J. von Winning: Neben der Transportgeschwindigkeit spielt für die Firmen Zuverlässigkeit die ganz entscheidende Rolle. Immer mehr Pharma- und Medizinsendungen werden temperaturkontrolliert verschickt. Versender und Empfänger wollen sich zu Recht darauf verlassen können, dass bei sensiblen Waren, deren Herstellung häufig sehr aufwändig und damit teuer ist, die erforderliche Temperaturkette nahtlos eingehalten wird – im LKW ebenso wie im Flugzeug, beim Abfertiger oder auf dem Vorfeld. Am Flughafen muss eine entsprechende Infrastruktur vorhanden sein, die selbst bei extremen Wetterbedingungen wie Hitze oder Kälte einwandfrei funktioniert. In Frankfurt ist das alles gegeben.
Welche zusätzlichen Ergebnisse in Bezug auf Handling und Lufttransport pharmazeutischer Produkte brachte die Tagung des Ausschusses International Business des Bundesverbandes der Pharmazeutischen Industrie (BPI)?

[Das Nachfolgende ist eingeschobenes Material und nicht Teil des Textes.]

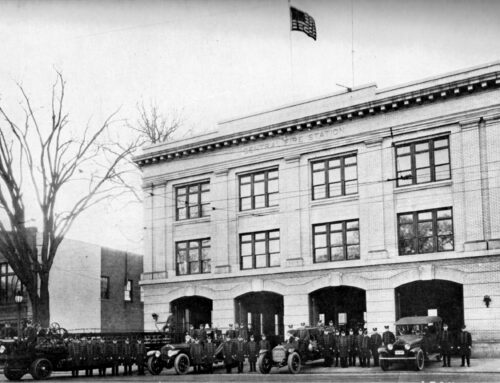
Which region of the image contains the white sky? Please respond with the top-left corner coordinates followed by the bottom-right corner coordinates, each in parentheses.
top-left (0, 0), bottom-right (500, 252)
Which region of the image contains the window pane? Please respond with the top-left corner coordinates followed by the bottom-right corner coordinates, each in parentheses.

J. von Winning: Für uns als Airport Community war es sehr interessant festzustellen, wie unterschiedlich intensiv sich die einzelnen Pharmahersteller bisher mit der Thematik auseinandergesetzt haben. Während sich einige der hohen Komplexität der Pharma-Luftfracht bewusst sind, haben wir anderen das weitreichende Miteinander der verschiedenen Stellen und die Abläufe erläutert und ihnen auch wichtigen Einrichtungen am Flughafen gezeigt.
Branchenspezifische Führungen durch die Cargo Cities bieten wir den Logistikverantwortlichen von Pharmaunternehmen übrigens generell an. Dabei zeigen wir das Perishable Center Frankfurt, das Lufthansa Cargo Cool Competence Center, die Abläufe beim Abfertiger, das Vorfeld, einige speziell für den Pharmaversand interessante Spezialprodukte sowie das Innere einer Vollfrachtmaschine.
Wie sehen Sie insbesondere den Frankfurter Flughafen für diese speziellen Anforderungen aufgestellt?
J. von Winning: In Frankfurt haben wir das große Glück, dass wir bereits sehr gut aufgestellt sind. Nicht umsonst ist der Frankfurter Flughafen im Bereich der Luftfracht der Pharma-Umschlagplatz Nummer 1 in Europa. Pro Jahr werden hier Pharmazie- und Medizinsendungen mit einem Volumen von mehr als 100.000 t angeliefert, umgeladen, zwischengelagert und weitertransportiert, viele davon temperaturgeführt. Wir verfügen am Standort über 7.000 m² temperierte und GDP-zertifizierte Abfertigungsflächen in der ersten Reihe und mit direktem Zugang zum Vorfeld.
Wir können, was auf der ganzen Welt nur an ganz wenigen Flughäfen möglich ist, bei sensiblen Pharmaprodukten die für den Transport im Flugzeug notwendigen Paletten ebenfalls in temperierter Umgebung zwischen 2 und 8° C bauen. Und wir sind in der Lage, den Versendern, wenn erforderlich, einige besondere Dienstleistungen anzubieten wie unser „5-Minuten-Produkt“. Hier garantieren wir mit Hilfe spezieller Thermotransporter und einer ausgefeilten Infrastruktur, dass der Aufenthalt der zu versendenden Ware in nicht-temperierter Umgebung bei weniger als fünf Minuten liegt. Etwas Ähnliches werden Sie weltweit an den großen Flughäfen kaum finden.